A McGinnis le sorprendió la pregunta.

—Qué va a ser, un hombre. Ya sabes cómo va eso. Hosteen Saltman dijo que la lechuza permaneció volando en círculos como si quisiera que la siguieran.

—Ya —dijo Leaphorn—, y no la siguió, por supuesto. Así es como suelen terminar esos cuentos.

McGinnis rió.

—Recuerdo que la primera o la segunda vez que te vi te pregunté si creías en los skinwalkers, y que me dijiste que sólo creías en las personas que creían en ellos y en todos los problemas que causaban. ¿Sigues pensando igual?

—Más bien sí —contestó Leaphorn.

—Bueno, pues en ese caso, deja que te cuente algo que apuesto a que nadie te ha contado aún. Hay una anciana que cada primavera viene después del esquileo para venderme tres o cuatro pacas de lana. Hay quien la llama Grandma Charlie, me parece, aunque creo que su verdadero nombre es Old Lady Notah. Ayer mismo estuvo aquí y me contó que había visto a un skinwalker.
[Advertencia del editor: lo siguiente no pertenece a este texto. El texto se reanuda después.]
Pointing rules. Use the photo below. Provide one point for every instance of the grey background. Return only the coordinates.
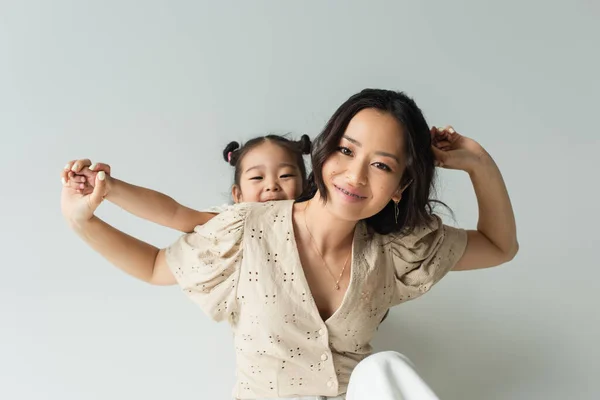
(157, 88)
McGinnis alzó su vaso para brindar con Leaphorn.

—Ahora atiende. Me contó que andaba buscando un rebaño de cabras que tiene por Black Mesa, justo en el linde de la Reserva Hopi, cuando vio que había alguien al fondo de la pendiente ocupado en no se sabe qué con algo que tenía en el suelo. Como si estuviera cazando. En fin, la cuestión es que el tipo desaparece detrás de unos enebros durante un par de minutos y que luego vuelve a salir, pero con otro aspecto. Ahora era más grande, todo blanco y con una enorme cabeza redonda, y cuando se volvió hacia ella, la cara entera resplandeció.

—¿Resplandeció?

—Según ella igual que el flash de la cámara de su hija.

—¿Qué pinta tenía ese hombre cuando volvió a ser humano?

—No se quedó a verlo —dijo McGinnis—. Pero espera un momento. Aún no lo has oído todo. Me dijo que cuando ese skinwalker se volvió parecía que tuviera una trompa de elefante saliéndole de la espalda. ¿Qué te parece?

—Tienes razón —convino Leaphorn—. Ésta es nueva.

—Y ahora que lo pienso, puedes añadirla a tu colección de anécdotas de Yells Back Butte. Old Lady Notah tiene su pasto arrendado por allí.

—Vaya, vaya —dijo Leaphorn—. Me parece que me gustaría hablar con ella sobre esto. Me apetece enterarme de más detalles.

—A mí también —dijo McGinnis, y rió—. Dijo que el skinwalker parecía un muñeco de nieve.